Here are some things to think about…

running Here’s me thinking about them.
…And also about the fact that I’m clearly posing for a picture of me wearing headphones and standing under a tree. Yeesh.
(We were taking pics for the new blog design. It was embarrassing.) 

Change How You’re Doing What You’re Doing

–Do you always work out alone? Try working out in public places now and then. Being around other people-especially if they’re also working out-can energize you, and maybe add a little healthy peer pressure. The most obvious option here is to join a gym, but you could also walk/run/bike on a trail, speed-walk the mall, or play tennis or basketball somewhere public.

–Similarly, do you always work out indoors? Try mixing in outdoor workouts. Every workout can benefit from a nice side of fresh air + vitamin D, and if you’re used to staring at numbers ticking on a machine, well…Mother Nature is much less annoying to look at.

–Try working out less, but harder. Sometimes we get it into our heads that we have to work out for at least an hour (or whatever) to make any impact, and that’s just not true. Especially if our hour-long workouts consist of plodding along on the elliptical machine or bike at a steady, not-super-challenging pace. In fact, HIIT (high-intensity interval training), which involves short bursts of really hard work followed by rest periods, can be even more effective in torching calories. I like TurboFire‘s 15- and 25-minutes HIIT workouts-it’s hard to come up with a reason that you couldn’t fit one of those into your day, and you WILL work up a good sweat!

–Don’t do what anyone else is doing. Do what’s best for you, and keep your eyes on your own goals. Don’t compare.

–Do you like having someone in your face, pushing you, or do you prefer to do your own thing? If the former, you could try working with a personal trainer or attending live classes. If the latter, you could ditch the live classes for videos, or run on secluded trails rather than busy streets.

–Do you respond better to positive reinforcement or yelling? Jillian Michaels is known for being a no-excuses harda$$, while Chalene Johnson (the instructor in TurboFire, among others) is super uplifting and supportive.

–Add or remove structure. Some (like me) prefer more regimentation and direction in their exercise plans. Others need more freedom and randomization.

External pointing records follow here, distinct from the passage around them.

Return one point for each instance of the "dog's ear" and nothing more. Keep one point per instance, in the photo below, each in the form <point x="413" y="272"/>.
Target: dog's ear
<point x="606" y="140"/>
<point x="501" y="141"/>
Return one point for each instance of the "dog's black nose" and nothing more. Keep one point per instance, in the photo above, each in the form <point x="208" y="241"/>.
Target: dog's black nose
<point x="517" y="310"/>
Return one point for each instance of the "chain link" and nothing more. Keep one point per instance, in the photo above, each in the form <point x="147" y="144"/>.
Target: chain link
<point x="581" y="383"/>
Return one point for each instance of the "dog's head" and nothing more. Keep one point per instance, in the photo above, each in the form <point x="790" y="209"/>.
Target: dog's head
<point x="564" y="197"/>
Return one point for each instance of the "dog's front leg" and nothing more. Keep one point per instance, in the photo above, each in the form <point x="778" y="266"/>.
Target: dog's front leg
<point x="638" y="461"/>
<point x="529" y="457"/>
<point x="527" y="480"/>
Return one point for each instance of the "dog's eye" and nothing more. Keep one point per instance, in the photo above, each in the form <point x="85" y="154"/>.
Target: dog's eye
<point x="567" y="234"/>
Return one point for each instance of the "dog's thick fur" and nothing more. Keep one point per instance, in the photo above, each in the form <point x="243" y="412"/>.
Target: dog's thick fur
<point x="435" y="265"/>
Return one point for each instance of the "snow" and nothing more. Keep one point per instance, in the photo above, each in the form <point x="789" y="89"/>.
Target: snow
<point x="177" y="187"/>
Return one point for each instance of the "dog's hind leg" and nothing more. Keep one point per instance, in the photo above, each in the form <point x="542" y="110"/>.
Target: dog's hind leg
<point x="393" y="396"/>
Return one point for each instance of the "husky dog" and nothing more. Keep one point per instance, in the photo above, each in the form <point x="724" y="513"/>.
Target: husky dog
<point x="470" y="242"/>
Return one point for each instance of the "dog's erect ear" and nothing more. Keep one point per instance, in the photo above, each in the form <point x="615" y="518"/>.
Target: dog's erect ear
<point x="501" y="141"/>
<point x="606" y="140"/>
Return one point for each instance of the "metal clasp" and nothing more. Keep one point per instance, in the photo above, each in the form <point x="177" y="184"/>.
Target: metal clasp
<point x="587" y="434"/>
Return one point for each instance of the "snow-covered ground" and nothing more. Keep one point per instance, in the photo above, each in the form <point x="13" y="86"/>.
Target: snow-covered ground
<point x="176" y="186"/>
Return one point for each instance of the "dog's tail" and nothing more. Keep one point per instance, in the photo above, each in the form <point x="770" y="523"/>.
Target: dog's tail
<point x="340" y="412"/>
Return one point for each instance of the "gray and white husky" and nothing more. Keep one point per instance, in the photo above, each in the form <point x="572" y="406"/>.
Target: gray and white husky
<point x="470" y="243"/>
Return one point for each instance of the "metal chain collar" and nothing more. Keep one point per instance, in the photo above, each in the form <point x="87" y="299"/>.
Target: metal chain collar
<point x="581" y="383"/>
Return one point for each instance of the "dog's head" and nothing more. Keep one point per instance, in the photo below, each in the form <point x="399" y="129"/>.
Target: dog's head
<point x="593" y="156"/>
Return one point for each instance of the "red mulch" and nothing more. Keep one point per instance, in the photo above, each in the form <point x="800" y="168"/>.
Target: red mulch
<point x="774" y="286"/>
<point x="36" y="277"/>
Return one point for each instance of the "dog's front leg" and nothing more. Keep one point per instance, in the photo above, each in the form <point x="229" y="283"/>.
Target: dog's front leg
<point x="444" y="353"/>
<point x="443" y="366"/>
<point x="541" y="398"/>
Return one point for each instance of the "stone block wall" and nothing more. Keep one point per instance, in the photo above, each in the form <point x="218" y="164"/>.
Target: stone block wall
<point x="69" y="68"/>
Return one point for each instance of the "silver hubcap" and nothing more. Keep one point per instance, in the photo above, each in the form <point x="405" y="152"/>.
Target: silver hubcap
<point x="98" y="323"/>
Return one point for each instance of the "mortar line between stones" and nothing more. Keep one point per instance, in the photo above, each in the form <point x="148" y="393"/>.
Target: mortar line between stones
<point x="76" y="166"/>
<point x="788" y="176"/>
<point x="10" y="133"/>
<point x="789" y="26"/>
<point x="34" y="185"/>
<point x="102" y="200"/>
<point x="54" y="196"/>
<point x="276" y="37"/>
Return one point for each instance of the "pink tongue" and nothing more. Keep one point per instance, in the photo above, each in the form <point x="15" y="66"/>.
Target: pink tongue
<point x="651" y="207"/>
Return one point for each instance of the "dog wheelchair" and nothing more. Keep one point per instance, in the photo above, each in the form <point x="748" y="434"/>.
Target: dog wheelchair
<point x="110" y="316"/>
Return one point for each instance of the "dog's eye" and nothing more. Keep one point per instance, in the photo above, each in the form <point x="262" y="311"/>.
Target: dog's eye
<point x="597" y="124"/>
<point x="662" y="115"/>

–Join a gym or quit your gym. Many people do better at the gym, surrounded by fellow exercisers, but others never quite get over their self-consciousness (or their distaste for waiting for machines, sharing a locker room, or being unable to work out in the middle of the night when you get the urge). Either way is perfectly fine, but one might be better for you.

–Reward yourself for working out. Make it something non-food-related, like a bath, a TV show/movie, a video game, a book, etc.

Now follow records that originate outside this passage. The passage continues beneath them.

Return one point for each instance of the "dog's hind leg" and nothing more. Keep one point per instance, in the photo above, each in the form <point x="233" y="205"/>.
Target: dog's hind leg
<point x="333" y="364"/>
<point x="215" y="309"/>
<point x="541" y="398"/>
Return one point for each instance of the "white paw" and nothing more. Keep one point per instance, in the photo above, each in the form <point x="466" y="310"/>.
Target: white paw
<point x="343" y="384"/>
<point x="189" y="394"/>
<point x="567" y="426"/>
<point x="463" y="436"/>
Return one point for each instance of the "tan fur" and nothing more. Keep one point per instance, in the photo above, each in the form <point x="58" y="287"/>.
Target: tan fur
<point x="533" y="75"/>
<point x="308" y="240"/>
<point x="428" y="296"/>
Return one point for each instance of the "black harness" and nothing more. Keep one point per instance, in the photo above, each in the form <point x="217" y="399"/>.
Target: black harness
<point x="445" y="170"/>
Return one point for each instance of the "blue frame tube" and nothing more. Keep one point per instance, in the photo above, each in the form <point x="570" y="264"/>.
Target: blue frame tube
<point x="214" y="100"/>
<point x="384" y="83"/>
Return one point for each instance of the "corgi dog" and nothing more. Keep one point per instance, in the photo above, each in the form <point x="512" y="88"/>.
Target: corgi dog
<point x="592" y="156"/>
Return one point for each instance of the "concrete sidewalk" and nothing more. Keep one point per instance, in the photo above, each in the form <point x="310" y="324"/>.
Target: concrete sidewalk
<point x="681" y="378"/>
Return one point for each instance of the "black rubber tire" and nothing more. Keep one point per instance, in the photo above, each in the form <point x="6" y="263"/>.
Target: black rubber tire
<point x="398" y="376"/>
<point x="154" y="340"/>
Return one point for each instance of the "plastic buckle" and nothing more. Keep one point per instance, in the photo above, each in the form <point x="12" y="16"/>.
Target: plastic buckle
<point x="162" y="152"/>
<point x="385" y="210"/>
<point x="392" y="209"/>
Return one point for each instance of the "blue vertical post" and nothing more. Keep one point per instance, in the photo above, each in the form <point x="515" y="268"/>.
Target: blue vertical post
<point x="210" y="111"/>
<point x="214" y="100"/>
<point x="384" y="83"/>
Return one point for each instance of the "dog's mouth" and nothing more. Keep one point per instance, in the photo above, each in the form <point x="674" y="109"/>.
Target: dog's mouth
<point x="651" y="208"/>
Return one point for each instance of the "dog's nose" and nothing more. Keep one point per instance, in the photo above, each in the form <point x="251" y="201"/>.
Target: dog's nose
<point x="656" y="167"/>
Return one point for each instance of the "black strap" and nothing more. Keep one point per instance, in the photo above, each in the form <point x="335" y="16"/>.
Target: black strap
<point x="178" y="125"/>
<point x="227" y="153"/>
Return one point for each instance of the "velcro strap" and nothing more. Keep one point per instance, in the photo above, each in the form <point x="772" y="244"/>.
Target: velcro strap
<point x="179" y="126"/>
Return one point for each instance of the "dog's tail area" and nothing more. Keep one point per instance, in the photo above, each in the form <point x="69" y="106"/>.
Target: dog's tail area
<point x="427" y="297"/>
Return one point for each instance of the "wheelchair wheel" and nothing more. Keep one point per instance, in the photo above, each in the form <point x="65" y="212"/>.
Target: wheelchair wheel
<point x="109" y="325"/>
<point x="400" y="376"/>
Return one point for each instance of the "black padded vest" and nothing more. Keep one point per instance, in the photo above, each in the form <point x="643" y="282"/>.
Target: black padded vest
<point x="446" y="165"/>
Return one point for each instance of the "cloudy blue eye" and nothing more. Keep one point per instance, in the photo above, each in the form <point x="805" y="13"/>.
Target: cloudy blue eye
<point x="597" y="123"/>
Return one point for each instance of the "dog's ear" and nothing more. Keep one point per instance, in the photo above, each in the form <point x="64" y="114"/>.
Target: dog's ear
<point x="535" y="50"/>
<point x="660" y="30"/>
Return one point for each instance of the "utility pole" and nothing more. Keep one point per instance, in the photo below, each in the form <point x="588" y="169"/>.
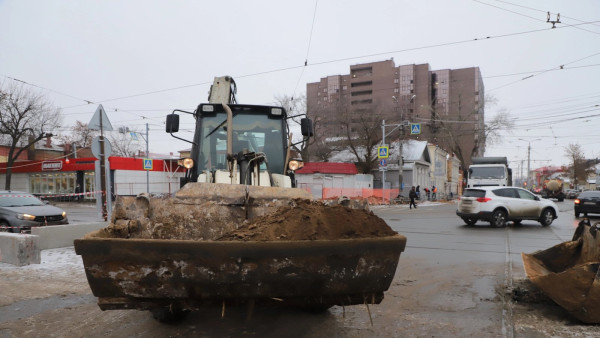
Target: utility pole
<point x="528" y="165"/>
<point x="148" y="156"/>
<point x="103" y="171"/>
<point x="124" y="130"/>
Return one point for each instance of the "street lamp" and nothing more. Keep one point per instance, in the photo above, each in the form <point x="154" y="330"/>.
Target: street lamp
<point x="529" y="159"/>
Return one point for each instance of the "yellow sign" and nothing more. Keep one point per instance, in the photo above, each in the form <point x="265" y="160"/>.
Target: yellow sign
<point x="383" y="152"/>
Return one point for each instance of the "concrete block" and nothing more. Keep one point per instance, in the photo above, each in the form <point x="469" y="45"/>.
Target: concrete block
<point x="19" y="249"/>
<point x="60" y="236"/>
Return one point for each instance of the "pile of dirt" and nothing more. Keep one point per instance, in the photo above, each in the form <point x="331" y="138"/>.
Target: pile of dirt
<point x="311" y="220"/>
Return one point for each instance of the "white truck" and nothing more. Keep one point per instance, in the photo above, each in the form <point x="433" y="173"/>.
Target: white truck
<point x="489" y="171"/>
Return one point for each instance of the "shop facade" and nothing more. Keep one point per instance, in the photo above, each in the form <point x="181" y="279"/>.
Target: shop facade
<point x="68" y="179"/>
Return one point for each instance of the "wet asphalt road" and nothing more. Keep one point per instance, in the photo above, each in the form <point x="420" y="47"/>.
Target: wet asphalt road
<point x="446" y="285"/>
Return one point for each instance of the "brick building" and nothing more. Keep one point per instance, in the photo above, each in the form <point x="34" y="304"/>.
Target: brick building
<point x="449" y="104"/>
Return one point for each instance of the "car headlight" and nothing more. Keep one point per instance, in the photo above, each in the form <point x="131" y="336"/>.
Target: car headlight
<point x="187" y="162"/>
<point x="295" y="165"/>
<point x="26" y="217"/>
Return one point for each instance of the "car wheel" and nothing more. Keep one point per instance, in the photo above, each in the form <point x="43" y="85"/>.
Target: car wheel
<point x="498" y="218"/>
<point x="470" y="221"/>
<point x="168" y="315"/>
<point x="547" y="217"/>
<point x="4" y="227"/>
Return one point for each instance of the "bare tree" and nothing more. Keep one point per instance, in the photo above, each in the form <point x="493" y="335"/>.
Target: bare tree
<point x="124" y="144"/>
<point x="25" y="118"/>
<point x="463" y="126"/>
<point x="362" y="133"/>
<point x="80" y="135"/>
<point x="579" y="168"/>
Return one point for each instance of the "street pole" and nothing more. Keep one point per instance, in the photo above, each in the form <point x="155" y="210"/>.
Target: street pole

–Buy some new workout clothes. Besides just being comfortable, make sure they’re things that make you feel good while wearing them and that fit you properly.

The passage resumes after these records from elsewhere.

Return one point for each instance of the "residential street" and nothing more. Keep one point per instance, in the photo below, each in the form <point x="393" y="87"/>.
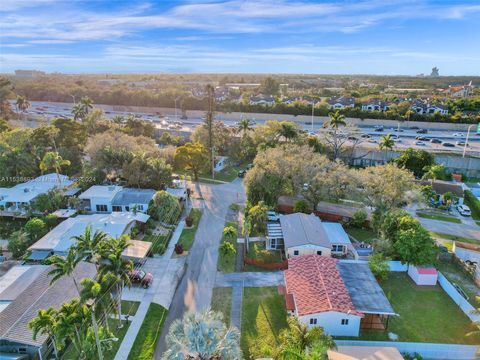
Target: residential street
<point x="195" y="290"/>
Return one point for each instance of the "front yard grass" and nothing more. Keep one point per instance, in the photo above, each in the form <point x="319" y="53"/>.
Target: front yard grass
<point x="365" y="235"/>
<point x="439" y="217"/>
<point x="226" y="262"/>
<point x="257" y="251"/>
<point x="263" y="317"/>
<point x="147" y="338"/>
<point x="222" y="302"/>
<point x="427" y="314"/>
<point x="187" y="236"/>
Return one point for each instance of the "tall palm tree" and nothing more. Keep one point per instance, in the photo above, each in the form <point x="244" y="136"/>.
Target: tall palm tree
<point x="46" y="324"/>
<point x="386" y="144"/>
<point x="202" y="335"/>
<point x="88" y="245"/>
<point x="244" y="126"/>
<point x="53" y="160"/>
<point x="299" y="341"/>
<point x="118" y="266"/>
<point x="64" y="266"/>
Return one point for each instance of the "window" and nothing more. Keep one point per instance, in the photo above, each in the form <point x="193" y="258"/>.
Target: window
<point x="102" y="208"/>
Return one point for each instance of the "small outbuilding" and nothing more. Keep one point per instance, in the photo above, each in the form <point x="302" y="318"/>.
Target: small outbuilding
<point x="423" y="275"/>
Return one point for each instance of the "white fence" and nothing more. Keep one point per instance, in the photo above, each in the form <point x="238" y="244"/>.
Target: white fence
<point x="427" y="350"/>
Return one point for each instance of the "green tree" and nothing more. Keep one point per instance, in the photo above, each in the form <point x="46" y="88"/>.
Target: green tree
<point x="191" y="157"/>
<point x="202" y="335"/>
<point x="45" y="323"/>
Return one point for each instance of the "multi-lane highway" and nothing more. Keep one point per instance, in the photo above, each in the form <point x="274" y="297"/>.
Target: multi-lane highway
<point x="171" y="119"/>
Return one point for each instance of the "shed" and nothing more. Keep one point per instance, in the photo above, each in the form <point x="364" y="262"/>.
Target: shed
<point x="423" y="275"/>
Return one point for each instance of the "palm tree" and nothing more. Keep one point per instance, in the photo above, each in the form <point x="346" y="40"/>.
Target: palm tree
<point x="244" y="126"/>
<point x="53" y="160"/>
<point x="46" y="324"/>
<point x="87" y="245"/>
<point x="64" y="266"/>
<point x="202" y="335"/>
<point x="116" y="265"/>
<point x="299" y="341"/>
<point x="386" y="144"/>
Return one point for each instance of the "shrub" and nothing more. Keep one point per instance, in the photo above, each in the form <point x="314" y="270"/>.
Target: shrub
<point x="301" y="206"/>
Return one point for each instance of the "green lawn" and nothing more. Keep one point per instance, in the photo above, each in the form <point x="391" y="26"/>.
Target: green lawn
<point x="427" y="314"/>
<point x="226" y="262"/>
<point x="222" y="302"/>
<point x="258" y="252"/>
<point x="263" y="316"/>
<point x="130" y="307"/>
<point x="454" y="238"/>
<point x="365" y="235"/>
<point x="439" y="217"/>
<point x="70" y="353"/>
<point x="146" y="340"/>
<point x="187" y="236"/>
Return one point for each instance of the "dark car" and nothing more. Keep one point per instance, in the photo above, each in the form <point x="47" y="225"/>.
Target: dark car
<point x="141" y="277"/>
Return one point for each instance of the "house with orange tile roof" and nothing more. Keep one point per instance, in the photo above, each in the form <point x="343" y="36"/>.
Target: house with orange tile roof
<point x="340" y="296"/>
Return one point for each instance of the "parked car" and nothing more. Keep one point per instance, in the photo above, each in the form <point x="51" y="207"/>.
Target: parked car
<point x="464" y="210"/>
<point x="141" y="277"/>
<point x="242" y="173"/>
<point x="273" y="216"/>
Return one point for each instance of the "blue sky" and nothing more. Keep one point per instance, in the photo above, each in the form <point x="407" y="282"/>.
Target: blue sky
<point x="264" y="36"/>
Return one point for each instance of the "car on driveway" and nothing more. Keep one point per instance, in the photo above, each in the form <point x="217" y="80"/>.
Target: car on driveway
<point x="141" y="277"/>
<point x="464" y="210"/>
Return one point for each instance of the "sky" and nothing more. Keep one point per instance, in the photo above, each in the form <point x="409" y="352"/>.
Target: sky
<point x="384" y="37"/>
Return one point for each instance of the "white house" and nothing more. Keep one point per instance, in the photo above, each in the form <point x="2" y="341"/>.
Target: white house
<point x="114" y="198"/>
<point x="301" y="234"/>
<point x="340" y="296"/>
<point x="16" y="198"/>
<point x="60" y="239"/>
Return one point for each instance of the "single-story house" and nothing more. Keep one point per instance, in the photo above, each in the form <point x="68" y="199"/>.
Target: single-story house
<point x="301" y="234"/>
<point x="59" y="239"/>
<point x="341" y="102"/>
<point x="114" y="198"/>
<point x="364" y="353"/>
<point x="340" y="296"/>
<point x="423" y="275"/>
<point x="23" y="291"/>
<point x="16" y="198"/>
<point x="442" y="187"/>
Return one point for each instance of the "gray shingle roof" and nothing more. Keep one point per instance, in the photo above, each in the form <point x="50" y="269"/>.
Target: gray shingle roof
<point x="39" y="295"/>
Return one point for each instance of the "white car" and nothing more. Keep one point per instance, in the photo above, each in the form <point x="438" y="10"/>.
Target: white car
<point x="272" y="216"/>
<point x="464" y="210"/>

–Try saving songs you like for workouts only. If you’re training for a race, save a few special songs for race day so you have something a little extra to look forward to.

–Know what your body can do. There’s definitely a lot to be said for pushing yourself and ignoring that little “I’m too tired” voice in your head, but you also have to be smart. Don’t decide to pick up running one day and expect yourself to run 5 miles the next. Don’t commit to working out 7 days a week if you know it’s not feasible.

–Work out at a different time of day. If you’re not a morning person and you’re too tired at night, could you possibly do a lunch-hour workout?

–Every morning (or week), tell someone (your sig other, a friend, etc.) what you plan to do for a workout that day. Even if that person doesn’t really care, you’ll feel more accountable.

 

What have you discovered about the best way for you to work out?